In Puget Sound, McElhany and Audrey Djunaedi set out in a boat one morning over the summer to retrieve crab larvae from light-catching traps.
Once back in the lab with their catch, Djunaedi and others readied equipment so each crab could be reared separately in different treatment containers.
An intricate complex of tubes, pipes and sensors control the levels of CO2, temperature and oxygen in each container. High carbon dioxide and low oxygen create the most stressful conditions, while low carbon dioxide and high oxygen simulates more benign environments, in addition to other combinations.
The experiments simulate current conditions as well as what can be expected in the future as the seas absorb more carbon dioxide.
“We don’t see them outright dying in the experiment, but there are still some physiological cost to being reared in these high CO2, low oxygen conditions,” McElhany said.
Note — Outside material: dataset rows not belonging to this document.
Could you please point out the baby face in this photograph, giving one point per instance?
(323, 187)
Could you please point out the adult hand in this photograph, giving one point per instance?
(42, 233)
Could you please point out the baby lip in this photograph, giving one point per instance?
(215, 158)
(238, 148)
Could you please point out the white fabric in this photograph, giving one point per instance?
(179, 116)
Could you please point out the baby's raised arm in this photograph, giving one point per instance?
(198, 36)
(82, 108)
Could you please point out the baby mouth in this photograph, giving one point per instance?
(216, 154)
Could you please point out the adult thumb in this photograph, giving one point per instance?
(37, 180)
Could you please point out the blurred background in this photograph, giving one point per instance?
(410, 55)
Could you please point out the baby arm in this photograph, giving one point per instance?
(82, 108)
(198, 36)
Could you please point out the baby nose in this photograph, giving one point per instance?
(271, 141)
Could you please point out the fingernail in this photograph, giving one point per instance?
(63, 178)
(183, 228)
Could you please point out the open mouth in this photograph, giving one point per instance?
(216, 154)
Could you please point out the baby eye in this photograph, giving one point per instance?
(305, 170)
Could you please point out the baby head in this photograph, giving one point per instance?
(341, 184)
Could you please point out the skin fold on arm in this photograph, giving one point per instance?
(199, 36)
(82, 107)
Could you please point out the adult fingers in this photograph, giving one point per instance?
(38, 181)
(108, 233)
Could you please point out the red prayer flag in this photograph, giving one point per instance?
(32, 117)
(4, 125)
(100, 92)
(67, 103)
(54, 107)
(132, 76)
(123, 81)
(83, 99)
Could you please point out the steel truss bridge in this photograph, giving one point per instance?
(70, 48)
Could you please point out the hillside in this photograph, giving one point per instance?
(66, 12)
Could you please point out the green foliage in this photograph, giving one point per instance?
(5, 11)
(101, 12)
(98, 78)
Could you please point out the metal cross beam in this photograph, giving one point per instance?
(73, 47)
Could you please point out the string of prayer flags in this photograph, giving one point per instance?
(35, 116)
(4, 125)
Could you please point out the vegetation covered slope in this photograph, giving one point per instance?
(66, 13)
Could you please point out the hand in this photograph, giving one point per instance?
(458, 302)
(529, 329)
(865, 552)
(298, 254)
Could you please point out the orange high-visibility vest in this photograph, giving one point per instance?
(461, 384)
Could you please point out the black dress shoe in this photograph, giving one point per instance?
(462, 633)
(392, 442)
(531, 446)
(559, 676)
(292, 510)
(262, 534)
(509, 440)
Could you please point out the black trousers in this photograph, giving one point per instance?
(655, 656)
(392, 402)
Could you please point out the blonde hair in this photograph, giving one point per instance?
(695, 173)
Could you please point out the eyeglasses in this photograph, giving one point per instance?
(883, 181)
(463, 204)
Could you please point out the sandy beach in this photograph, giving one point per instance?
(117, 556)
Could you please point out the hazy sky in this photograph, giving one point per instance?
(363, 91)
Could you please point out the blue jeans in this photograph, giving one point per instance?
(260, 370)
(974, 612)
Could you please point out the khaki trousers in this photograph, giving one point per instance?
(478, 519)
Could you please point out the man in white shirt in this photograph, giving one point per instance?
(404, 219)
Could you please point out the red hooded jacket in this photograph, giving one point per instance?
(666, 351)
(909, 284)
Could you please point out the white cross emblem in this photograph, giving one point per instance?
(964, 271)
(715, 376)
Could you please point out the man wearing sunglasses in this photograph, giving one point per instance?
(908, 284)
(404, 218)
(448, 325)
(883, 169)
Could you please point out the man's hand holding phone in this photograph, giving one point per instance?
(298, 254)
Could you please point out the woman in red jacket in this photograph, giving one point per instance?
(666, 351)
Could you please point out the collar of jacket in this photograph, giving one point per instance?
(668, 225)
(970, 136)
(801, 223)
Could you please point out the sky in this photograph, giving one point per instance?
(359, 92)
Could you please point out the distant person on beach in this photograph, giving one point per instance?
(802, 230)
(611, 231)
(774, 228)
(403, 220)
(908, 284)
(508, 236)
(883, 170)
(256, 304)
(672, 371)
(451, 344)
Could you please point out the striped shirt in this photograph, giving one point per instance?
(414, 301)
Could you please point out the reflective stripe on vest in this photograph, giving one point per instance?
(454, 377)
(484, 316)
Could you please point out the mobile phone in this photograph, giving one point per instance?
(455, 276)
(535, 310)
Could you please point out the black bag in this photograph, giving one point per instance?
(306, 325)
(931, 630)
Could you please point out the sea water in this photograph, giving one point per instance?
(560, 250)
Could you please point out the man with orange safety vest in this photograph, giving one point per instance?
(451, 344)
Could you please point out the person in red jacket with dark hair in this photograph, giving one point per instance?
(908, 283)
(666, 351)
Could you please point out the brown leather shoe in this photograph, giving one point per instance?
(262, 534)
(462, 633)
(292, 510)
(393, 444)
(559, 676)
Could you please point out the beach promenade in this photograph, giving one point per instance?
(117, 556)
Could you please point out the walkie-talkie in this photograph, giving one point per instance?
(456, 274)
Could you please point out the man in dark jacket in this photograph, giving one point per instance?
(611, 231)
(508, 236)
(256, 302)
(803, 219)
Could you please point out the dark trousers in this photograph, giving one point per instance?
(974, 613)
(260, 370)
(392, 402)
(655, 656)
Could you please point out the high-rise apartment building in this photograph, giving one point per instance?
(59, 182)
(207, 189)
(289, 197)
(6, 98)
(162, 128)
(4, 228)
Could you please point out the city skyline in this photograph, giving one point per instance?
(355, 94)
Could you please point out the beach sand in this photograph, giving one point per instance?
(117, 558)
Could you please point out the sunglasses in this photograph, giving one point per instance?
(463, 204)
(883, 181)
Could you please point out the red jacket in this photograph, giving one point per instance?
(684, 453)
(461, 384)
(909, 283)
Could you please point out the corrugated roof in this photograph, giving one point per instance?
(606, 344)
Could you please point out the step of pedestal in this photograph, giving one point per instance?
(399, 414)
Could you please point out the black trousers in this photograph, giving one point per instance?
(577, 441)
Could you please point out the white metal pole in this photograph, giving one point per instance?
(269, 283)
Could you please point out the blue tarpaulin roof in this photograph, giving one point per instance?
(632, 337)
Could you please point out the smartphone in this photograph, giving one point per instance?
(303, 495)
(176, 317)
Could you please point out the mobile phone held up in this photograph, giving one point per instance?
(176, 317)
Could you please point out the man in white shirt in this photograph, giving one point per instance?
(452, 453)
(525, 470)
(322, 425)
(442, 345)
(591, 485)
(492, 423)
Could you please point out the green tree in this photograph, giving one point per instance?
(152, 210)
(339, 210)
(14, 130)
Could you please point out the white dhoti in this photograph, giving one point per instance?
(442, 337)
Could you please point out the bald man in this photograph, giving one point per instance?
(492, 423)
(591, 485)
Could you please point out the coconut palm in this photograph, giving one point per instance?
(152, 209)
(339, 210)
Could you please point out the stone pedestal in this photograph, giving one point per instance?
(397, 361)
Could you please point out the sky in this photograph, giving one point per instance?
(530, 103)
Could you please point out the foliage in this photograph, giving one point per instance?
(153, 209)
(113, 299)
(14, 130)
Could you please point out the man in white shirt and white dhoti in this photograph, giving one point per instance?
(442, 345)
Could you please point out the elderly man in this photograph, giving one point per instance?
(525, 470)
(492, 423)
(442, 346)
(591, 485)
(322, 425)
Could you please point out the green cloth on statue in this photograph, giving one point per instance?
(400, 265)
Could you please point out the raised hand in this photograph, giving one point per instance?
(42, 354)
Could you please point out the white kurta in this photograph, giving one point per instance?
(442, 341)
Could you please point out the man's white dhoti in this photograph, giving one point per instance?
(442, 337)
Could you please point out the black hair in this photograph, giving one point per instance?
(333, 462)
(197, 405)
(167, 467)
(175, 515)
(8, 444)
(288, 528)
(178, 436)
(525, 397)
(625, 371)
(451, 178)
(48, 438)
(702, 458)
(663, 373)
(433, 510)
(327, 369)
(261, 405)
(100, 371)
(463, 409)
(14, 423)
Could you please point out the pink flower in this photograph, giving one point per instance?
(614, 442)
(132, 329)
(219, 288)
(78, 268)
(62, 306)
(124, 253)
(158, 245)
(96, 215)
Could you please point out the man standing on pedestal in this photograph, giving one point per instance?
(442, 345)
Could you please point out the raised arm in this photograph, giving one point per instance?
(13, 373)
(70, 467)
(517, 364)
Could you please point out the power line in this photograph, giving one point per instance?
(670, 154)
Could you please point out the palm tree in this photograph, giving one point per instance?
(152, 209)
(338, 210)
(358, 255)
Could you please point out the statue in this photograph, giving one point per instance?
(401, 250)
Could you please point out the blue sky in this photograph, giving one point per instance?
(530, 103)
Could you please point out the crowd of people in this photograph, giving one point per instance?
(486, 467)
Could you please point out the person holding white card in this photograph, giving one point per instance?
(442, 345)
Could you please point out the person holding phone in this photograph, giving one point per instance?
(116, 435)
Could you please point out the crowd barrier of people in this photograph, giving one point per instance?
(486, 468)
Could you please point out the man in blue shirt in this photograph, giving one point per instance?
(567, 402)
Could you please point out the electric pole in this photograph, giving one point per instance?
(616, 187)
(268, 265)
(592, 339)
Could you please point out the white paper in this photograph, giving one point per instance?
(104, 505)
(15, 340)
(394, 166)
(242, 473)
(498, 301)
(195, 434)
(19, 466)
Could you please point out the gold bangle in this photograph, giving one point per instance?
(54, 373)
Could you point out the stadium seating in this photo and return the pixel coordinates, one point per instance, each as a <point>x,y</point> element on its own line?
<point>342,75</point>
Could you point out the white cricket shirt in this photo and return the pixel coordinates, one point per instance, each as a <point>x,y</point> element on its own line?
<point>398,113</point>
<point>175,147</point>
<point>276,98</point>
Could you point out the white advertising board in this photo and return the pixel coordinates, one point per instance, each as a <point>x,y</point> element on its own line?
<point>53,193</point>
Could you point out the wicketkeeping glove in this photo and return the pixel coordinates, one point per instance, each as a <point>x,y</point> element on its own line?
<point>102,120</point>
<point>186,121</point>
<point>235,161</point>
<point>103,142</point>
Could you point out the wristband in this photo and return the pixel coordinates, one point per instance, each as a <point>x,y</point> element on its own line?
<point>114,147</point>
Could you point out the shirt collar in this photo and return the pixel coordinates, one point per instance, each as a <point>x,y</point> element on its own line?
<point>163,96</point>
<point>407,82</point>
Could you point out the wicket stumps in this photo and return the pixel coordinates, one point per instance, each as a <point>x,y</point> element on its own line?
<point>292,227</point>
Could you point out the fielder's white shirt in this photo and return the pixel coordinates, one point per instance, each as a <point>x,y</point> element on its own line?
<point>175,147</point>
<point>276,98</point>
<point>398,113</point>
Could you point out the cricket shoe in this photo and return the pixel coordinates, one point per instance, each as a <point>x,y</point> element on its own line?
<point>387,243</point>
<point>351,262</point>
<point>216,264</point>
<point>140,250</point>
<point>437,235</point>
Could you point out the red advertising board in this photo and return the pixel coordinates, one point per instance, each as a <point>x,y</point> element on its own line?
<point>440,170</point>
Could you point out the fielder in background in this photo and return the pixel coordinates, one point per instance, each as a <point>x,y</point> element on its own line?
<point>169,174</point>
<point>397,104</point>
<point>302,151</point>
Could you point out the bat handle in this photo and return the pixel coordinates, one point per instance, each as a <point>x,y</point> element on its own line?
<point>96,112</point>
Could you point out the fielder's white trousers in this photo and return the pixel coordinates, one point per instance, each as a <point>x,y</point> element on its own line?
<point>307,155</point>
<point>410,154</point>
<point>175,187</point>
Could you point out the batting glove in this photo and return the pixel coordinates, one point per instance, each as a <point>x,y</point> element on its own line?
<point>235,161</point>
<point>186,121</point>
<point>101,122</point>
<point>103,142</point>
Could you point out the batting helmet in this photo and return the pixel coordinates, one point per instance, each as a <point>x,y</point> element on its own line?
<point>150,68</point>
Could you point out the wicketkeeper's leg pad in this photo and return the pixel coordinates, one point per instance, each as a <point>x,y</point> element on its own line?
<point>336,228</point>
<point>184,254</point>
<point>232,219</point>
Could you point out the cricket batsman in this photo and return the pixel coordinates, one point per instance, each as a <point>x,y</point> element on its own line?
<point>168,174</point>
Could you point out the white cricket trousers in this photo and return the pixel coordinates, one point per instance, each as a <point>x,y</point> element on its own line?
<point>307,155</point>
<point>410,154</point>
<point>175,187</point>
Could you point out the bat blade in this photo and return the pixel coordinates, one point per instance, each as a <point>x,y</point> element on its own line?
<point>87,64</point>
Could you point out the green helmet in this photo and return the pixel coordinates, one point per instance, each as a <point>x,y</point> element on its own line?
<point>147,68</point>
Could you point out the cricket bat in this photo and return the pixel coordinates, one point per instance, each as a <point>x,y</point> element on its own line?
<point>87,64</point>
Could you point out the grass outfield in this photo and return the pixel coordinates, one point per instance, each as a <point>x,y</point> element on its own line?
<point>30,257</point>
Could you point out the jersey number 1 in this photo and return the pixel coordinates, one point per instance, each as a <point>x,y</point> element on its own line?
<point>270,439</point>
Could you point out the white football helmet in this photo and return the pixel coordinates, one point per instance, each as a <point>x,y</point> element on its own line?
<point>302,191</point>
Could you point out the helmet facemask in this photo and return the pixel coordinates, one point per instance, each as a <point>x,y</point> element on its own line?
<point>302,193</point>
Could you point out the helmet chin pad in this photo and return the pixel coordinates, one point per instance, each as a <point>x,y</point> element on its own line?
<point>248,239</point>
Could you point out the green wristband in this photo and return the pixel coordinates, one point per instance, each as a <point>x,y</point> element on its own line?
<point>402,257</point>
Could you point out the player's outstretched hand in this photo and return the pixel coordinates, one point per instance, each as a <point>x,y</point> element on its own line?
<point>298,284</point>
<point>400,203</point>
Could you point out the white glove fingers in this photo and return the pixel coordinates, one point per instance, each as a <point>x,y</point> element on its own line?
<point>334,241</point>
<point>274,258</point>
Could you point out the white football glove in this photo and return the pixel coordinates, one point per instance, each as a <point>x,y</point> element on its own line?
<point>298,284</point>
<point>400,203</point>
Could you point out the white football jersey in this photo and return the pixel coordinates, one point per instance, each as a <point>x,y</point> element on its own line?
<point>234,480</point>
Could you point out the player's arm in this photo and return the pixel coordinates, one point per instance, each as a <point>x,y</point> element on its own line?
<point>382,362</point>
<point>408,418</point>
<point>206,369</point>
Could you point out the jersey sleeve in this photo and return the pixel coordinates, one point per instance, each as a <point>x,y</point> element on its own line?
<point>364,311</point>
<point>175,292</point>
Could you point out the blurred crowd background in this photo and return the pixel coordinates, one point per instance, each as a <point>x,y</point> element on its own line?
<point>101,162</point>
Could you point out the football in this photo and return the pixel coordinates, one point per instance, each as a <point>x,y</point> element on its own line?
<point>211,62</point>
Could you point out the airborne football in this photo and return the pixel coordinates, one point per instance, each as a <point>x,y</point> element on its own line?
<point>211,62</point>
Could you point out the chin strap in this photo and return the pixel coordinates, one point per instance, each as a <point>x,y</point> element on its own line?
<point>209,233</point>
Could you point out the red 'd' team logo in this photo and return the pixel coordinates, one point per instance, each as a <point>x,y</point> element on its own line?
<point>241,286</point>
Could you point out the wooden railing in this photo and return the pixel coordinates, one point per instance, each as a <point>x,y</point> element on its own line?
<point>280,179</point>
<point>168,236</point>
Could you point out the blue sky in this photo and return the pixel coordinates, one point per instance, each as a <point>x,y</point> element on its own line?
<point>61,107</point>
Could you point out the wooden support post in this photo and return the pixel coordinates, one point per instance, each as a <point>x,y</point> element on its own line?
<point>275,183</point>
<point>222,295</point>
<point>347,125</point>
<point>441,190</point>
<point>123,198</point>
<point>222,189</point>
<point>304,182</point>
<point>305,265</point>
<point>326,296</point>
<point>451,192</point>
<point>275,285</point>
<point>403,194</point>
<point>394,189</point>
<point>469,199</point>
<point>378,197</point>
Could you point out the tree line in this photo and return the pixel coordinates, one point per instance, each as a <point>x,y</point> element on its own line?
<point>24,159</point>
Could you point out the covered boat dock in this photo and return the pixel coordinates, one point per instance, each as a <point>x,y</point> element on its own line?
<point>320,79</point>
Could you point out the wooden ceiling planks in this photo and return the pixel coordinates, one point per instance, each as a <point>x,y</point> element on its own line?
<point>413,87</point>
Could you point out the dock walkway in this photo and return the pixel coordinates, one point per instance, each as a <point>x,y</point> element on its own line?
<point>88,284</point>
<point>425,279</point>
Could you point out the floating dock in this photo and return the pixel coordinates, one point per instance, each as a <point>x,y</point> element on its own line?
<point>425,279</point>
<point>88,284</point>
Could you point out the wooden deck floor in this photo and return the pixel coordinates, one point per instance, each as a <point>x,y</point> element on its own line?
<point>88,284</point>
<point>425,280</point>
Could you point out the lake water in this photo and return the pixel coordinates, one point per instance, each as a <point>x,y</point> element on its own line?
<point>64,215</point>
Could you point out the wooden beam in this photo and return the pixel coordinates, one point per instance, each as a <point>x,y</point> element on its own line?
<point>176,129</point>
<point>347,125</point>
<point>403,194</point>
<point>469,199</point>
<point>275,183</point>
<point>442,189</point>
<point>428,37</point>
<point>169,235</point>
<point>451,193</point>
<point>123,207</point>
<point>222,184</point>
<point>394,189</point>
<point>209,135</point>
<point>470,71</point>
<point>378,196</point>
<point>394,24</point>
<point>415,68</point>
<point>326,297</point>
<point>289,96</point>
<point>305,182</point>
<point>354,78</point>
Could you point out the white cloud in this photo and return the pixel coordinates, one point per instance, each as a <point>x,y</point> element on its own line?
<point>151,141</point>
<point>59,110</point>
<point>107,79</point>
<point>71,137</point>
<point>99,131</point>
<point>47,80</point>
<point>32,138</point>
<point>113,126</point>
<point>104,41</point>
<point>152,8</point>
After the crabs molt, they’re frozen and researchers will analyze their chemical changes to understand those impacts.
“There’s some sort of metabolic cost, there’s some sort of physiological cost for them in trying to maintain their internal pH in the presence of this lower pH in the external environment,” he added, referring to the measure of acidity in the water.
Because Puget Sound has naturally higher CO2 levels from upwelling — events that bring water higher in carbon dioxide up from the deep ocean — one worry is that adding more human-caused carbon emissions will make conditions even worse.
Not all species of crabs may be affected by ocean acidification in the same way. And the broad range of habitats that Dungeness crabs occupy along the West Coast gives McElhany hope that the crustaceans can do well in some environments even if they don’t survive in others.
“It’s something we want to watch and follow. The challenge is that by the time we know there’s a problem, it’s really too late to do much about it — which is why we need to be concerned and proactive now,” McElhany added.
Hugh Link, executive director of the Oregon Crab Commission, said his group is concerned about anything that affects the resources, including the high levels of domoic acid that delayed or temporarily closed Dungeness commercial crabbing last year.
“Nobody wants to catch the last crab. We want to make sure our children and our grandchildren and great grandchildren can go out fishing and enjoy this resource,” he said.